I’m trying to run Ray on Cori at NERSC (supercomputer; not a cluster) using. Others have done that more-or-less successfully, but I’m running too often into stability issues to consider this functional and I’m hoping for ideas/feedback to improve the situation.
I started with the NERSC provided script, then added features from the ATLAS ones, in particular the explicit synchronization instead of using statements like “sleep 30” and hoping that that is enough to start Ray on all workers. I removed running “ray stop” from the slurm scripts (which gave no end of trouble) and instead am calling “ray.shutdown()” from Python. On the head and worker nodes, I tried with different amounts of load/allocation (it’s clear that some resources need to be left to redis).
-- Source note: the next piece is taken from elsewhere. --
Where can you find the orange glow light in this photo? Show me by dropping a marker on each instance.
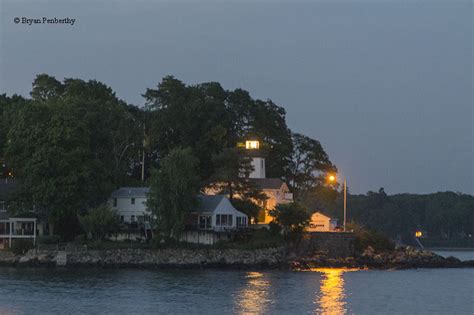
(252, 144)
It works, just not all the time, and I suspect that errors will be more frequent with larger jobs (simply more chances for failure).
There are 4 types of error that occur with some regularity, in order of severity:
- “bind: Address already in use”. As a result, the job hangs until time is up at which point it gets killed and the logs are subsequently not flushed, so no more information.
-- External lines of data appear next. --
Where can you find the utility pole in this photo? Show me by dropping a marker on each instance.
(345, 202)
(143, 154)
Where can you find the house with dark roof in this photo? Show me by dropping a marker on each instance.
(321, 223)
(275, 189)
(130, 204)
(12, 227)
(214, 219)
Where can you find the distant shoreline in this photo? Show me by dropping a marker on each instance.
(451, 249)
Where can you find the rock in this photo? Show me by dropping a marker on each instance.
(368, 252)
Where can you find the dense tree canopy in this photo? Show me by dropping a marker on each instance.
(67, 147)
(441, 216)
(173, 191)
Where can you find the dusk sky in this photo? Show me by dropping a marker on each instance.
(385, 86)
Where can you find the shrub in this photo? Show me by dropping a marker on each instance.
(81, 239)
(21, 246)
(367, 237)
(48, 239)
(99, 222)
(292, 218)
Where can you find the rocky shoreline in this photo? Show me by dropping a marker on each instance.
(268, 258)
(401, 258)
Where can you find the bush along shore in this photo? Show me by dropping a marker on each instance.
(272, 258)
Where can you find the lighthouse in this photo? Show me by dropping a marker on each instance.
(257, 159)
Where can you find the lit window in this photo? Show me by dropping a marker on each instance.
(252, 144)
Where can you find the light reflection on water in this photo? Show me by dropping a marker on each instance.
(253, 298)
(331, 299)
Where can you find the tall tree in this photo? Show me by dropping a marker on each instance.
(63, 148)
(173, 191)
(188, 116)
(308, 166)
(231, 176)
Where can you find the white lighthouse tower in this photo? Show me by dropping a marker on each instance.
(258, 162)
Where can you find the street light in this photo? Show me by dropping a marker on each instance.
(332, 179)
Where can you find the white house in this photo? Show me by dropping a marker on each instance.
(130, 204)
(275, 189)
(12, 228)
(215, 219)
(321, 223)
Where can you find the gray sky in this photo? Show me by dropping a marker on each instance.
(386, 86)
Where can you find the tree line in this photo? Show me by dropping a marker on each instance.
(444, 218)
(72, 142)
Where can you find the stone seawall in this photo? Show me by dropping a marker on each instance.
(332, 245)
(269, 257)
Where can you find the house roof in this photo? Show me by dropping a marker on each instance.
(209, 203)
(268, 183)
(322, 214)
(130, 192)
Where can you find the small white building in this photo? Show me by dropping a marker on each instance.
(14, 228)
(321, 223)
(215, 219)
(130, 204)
- “_start_new_thread(self._bootstrap, ()); RuntimeError: can’t start new thread”. Happens when handing a new remote task to a multiprocessing.Pool. Exception makes it out to user code so can exit application and clean up. Bad, but at least doesn’t lose the full allocated time. (Re-submitting the task may even work?)
- “Resource temporarily unavailable”: happens at the start of processing. Ray fully recovers from this one, but the log file is flooded with messages. Regardless this error, the application run successfully to completion. So annoying, but not the end of the world. My best guess is that this is due to the socket’s buffer being full and boost’s asio simply tries again (and then succeeds).
- Log files not fully received. Logging (from Python’s logging module) does not always appear in the temporary directory. This does not affect running at all per se, but makes debugging a lot harder. It tried flushing stderr/stdout in several places, but nothing gets the log files consistently in full.
Any ideas of the cause on these and/or on how to improve the stability are appreciated!